Tuesday, August 4, 2015

Movie Review: Inside Out

Title: Inside out
Author: Pixar
Release Date: 2015
Genre: family, drama, friendship, fantasy, psychology, animation, adventure, comedy
My Rating: *****
Official Rating: PG for mild thematic elements and some action
Age Group: 6+

Summary: Riley has a great live in Minnesota. She's on an awesome hockey team, has a great best friend, and has parents who love her.
But when Riley's dad moves the family to San Francisco along with his job, this get a little challenging. Then, something goes very wrong. Riley doesn't understand, but her emotions are all out of whack and the poor confused little girl has no idea what to do.
Joy does. Because Joy is an emotion and she lives in Riley's head (along with Sadness, Disgust, Fear, and Anger) and she has always made sure Riley's life is the happiest it can be. That's why Riley has so many happy memories.
But Sadness is feeling left out and suddenly Joy and Sadness find themselves running through Riley's mind trying to get back to the control tower in time to save Riley from making a terrible mistake. Along the way, Joy learns something about Sadness--and about life.

Word of Warning
  • A cartoon dog is cut in half. It's funny, but kind of freaky too. And it's meant to wake Riley as a bad dream, so no matter how comical the scene is its intent is to be scary and that's not easy to miss.
  • A clown is shown as being scary and causes Riley to have a nightmare.
  • Riley runs away.
  • Riley's life is monopolized by Joy. Which sounds really nice, but it's not. It turns out that's not a healthy way to live.
  • Riley feels as though her parents do not love her as much as they used to (they do, they're just really busy).
  • Riley steals a credit card.
  • An imaginary Canadian boyfriend says "I would die for Riley," apparently being her ideal. The girl is 11. He (and many copies of him) do die for her--but it's all in her mind and she's not even aware of it happening. So they're not actually dead. But they kind of are. It's complicated.
  • Riley's mother is frustrated with her husband, so her emotions settle on a memory of a Brazilian pilot who asked the mother to run away with him instead of marrying Riley's father.
  • One character falls into a place in Riley's mind where things are forgotten. We watch this character sacrifice himself to get Joy back to Riley and then he slowly fades into nonexistence (it's really sad and beautiful).
  • A dead mouse is seen on the floor. Later, it appears in Riley's dream.
  • In abstract thought, Sadness, Joy, and Bing Bong (Riley's imaginary friend) get twisted into strange shapes.
  • Anger mentions a few times that he really wants to use the curse word they all know. When he's about to, someone pushes a button that makes a "beep" sound, cleverly hinting at the word being beeped out (even though it was never said)
My Thoughts
At the end, Stacy and I concluded that someone took an academic paper and turned it into a children's movie. Because that's basically what this is. And while that may make the movie sound very unappealing, that's so far from the truth I don't even know where to start.

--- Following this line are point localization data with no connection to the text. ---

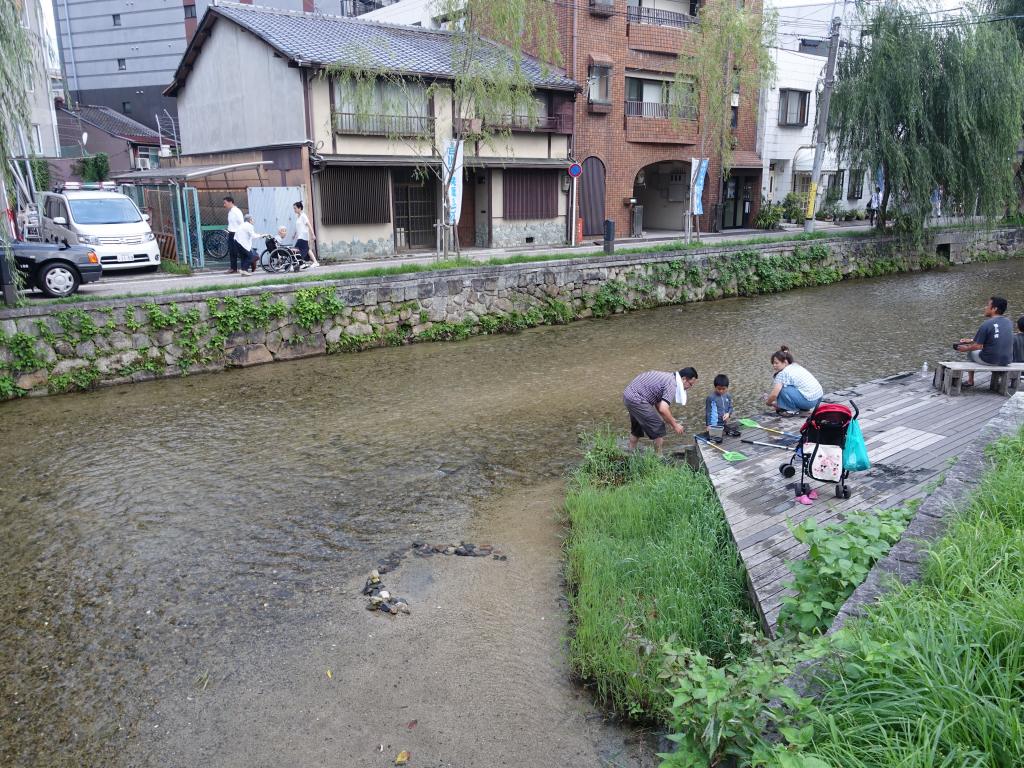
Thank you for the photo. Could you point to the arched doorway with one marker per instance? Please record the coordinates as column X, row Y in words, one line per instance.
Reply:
column 592, row 196
column 663, row 189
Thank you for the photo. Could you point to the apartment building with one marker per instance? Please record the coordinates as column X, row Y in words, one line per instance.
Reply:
column 370, row 177
column 636, row 160
column 123, row 53
column 787, row 127
column 42, row 137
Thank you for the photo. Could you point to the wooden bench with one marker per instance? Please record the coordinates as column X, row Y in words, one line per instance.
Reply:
column 949, row 376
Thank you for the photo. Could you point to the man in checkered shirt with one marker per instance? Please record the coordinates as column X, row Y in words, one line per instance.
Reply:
column 648, row 398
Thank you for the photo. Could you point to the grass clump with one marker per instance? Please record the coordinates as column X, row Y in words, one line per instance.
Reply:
column 649, row 559
column 934, row 675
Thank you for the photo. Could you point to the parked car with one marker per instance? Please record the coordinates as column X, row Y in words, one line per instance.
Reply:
column 57, row 270
column 107, row 220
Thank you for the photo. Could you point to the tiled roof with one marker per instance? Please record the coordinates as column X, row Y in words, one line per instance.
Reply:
column 113, row 122
column 322, row 40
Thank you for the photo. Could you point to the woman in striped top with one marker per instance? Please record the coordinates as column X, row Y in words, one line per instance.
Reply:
column 796, row 389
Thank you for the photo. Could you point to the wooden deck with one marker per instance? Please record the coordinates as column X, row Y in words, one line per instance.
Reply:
column 912, row 434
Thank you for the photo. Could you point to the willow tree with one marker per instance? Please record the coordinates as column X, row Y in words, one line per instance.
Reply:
column 933, row 107
column 17, row 67
column 726, row 55
column 487, row 85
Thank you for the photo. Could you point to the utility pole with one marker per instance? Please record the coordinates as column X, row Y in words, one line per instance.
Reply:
column 819, row 148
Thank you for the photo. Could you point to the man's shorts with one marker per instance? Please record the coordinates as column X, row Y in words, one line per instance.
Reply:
column 644, row 420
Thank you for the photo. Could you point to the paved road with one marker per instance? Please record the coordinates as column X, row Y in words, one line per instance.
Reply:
column 132, row 283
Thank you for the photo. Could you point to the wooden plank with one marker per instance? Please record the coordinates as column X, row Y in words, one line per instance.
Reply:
column 911, row 432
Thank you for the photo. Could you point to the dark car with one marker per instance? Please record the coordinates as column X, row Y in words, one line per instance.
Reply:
column 57, row 270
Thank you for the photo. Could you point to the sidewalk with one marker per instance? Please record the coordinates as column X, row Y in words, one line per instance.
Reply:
column 132, row 284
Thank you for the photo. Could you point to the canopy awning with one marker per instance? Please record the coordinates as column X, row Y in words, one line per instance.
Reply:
column 185, row 172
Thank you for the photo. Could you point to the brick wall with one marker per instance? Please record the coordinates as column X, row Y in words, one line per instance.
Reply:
column 628, row 144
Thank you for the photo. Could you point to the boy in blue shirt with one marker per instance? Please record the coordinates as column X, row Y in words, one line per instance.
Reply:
column 718, row 407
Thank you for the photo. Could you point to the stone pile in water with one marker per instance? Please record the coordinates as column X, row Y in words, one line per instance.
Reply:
column 380, row 599
column 462, row 550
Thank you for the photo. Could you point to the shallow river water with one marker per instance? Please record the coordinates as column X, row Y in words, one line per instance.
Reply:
column 180, row 558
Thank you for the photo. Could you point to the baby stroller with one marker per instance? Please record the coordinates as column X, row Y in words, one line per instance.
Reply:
column 820, row 448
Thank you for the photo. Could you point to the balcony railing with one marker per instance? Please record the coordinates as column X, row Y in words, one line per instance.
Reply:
column 383, row 125
column 517, row 123
column 658, row 17
column 658, row 111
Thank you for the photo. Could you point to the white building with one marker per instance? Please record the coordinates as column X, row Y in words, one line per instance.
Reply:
column 786, row 131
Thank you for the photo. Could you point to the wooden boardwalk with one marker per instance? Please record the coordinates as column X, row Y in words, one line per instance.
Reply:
column 912, row 433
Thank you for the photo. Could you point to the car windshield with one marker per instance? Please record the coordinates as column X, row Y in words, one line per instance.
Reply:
column 104, row 211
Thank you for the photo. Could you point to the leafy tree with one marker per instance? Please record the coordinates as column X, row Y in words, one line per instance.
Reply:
column 17, row 67
column 488, row 88
column 93, row 167
column 933, row 105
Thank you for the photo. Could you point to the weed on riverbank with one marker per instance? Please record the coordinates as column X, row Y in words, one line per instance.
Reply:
column 932, row 676
column 649, row 558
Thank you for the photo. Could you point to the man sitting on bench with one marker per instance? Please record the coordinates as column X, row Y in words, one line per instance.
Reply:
column 993, row 344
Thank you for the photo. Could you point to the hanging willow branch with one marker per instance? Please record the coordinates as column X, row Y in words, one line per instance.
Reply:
column 19, row 65
column 933, row 108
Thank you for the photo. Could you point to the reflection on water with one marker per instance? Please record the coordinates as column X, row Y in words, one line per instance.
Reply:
column 160, row 527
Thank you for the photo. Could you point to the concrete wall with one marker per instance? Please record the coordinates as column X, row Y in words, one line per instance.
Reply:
column 48, row 348
column 240, row 95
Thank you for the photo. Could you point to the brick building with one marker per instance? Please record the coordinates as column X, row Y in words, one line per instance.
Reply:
column 626, row 52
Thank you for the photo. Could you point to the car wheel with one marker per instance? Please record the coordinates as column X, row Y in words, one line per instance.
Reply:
column 57, row 281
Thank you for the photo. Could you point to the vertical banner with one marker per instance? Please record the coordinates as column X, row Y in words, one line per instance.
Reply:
column 812, row 198
column 698, row 169
column 453, row 160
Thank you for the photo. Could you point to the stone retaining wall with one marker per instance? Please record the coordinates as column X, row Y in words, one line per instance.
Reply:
column 61, row 347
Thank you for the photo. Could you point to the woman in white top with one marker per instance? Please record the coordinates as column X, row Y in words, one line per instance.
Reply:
column 796, row 389
column 303, row 233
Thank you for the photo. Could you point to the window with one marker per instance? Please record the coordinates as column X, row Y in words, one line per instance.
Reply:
column 793, row 107
column 530, row 195
column 834, row 185
column 354, row 196
column 599, row 84
column 856, row 190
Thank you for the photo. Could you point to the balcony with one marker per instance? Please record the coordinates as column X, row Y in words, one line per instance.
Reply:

I mean, where does one start on such a brilliant movie? The insights into how the mind works, how people interact, what emotions do....the list goes on forever. I was blown away. I watch a lot of children's movies, and this is by far in the top ten. Probably in the top five. Because it's a great story with some really great humor for the young 'ins. And for the older folks...no crass humor is hidden there for us to laugh at. No, that's not what keeps us hooked. What keeps us hooked is the beauty of the story and the insights into psychology and the great little jokes.

Why don't we get more movies like this?

I'd watch this one again in an instant. The biggest reason I haven't seen it again since Sunday is because
I have two jobs.

Obviously, I can't seem to speak highly enough of it. And obviously it is not without its faults. But it was good enough that I would recommend it in a heartbeat.